Clients also use CQG, but also many front ends that connect to APIs, including tools like Jigsaw, Bookmap, Overcharts, and TradingVue. Cannon offers 10+ platforms, he said.

Order flow trading is something customers are interested in, and several platforms offer interpretations of where stops may have been triggered or where iceberg orders may be.

Some of these programs may be using AI, but Levy-Mayer said he was not sure. 

He spoke about how commissions have changed over the years, starting when he first joined his brother at Cannon Trading. In 1998, Cannon was offering $11 per side, with an asterisk. The asterisk was for exchange fees. Commissions are now less than the exchange fees for the self directed online traders, he said. 

Levy-Mayer said there is still value in service to the client, still value in knowledge. There are still clients who are not day traders who appreciate the service. 

However, he said that the price of commissions has been the steadiest downtrend in the history of commodities. Straight down, down, down. 

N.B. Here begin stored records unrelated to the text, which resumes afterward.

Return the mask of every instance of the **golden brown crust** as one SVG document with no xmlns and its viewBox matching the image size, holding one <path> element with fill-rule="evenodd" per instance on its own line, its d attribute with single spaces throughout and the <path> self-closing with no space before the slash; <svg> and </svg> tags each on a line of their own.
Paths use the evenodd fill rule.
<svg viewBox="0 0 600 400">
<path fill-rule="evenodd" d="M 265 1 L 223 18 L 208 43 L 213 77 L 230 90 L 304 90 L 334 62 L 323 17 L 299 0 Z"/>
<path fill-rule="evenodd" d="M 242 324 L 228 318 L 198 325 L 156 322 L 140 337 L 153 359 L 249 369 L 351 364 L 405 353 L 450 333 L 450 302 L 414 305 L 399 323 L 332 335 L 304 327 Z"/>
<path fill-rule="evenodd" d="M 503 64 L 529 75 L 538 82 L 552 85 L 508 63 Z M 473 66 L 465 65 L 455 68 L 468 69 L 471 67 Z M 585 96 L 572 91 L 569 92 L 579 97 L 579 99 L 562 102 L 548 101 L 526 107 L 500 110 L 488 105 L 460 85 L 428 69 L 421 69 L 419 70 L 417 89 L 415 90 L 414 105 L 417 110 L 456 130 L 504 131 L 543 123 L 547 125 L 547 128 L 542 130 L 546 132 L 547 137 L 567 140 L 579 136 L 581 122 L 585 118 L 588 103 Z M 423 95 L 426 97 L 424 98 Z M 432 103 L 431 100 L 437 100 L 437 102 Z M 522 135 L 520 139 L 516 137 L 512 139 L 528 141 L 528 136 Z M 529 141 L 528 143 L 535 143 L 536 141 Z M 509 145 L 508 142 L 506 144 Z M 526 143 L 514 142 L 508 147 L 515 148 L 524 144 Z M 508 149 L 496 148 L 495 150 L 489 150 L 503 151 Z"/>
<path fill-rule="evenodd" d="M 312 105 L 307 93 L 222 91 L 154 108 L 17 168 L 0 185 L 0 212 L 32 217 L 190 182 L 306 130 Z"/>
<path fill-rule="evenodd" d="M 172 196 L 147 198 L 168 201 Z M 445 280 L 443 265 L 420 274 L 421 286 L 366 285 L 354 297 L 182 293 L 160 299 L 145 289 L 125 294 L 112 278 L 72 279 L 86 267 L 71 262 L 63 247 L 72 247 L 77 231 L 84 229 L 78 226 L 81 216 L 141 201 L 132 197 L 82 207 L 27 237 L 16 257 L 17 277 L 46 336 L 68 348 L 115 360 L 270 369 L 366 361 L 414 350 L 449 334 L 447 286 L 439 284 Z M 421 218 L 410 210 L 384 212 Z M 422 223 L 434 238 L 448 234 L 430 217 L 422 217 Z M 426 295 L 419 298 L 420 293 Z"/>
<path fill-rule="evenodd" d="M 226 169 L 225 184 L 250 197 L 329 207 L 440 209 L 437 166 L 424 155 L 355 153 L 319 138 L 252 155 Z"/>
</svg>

One of the secrets of Cannon’s success is that many of its employees have been with the firm for many years. When employees hear a broker say something he or she should not be saying, the broker is told, “That is not how we do it.”  He said the firm is like a family, and employees act in the best interests of the firm. Cannon has only had one CFTC issue in 30 years, which is a remarkable record for a firm in the retail space. 

Cannon also trains new brokers with an emphasis on compliance, he said. When there is an issue, he and his brother dig into the problem and try to figure out what is the right resolution, he said.

The biggest challenge for Cannon is hiring new younger brokers, he added.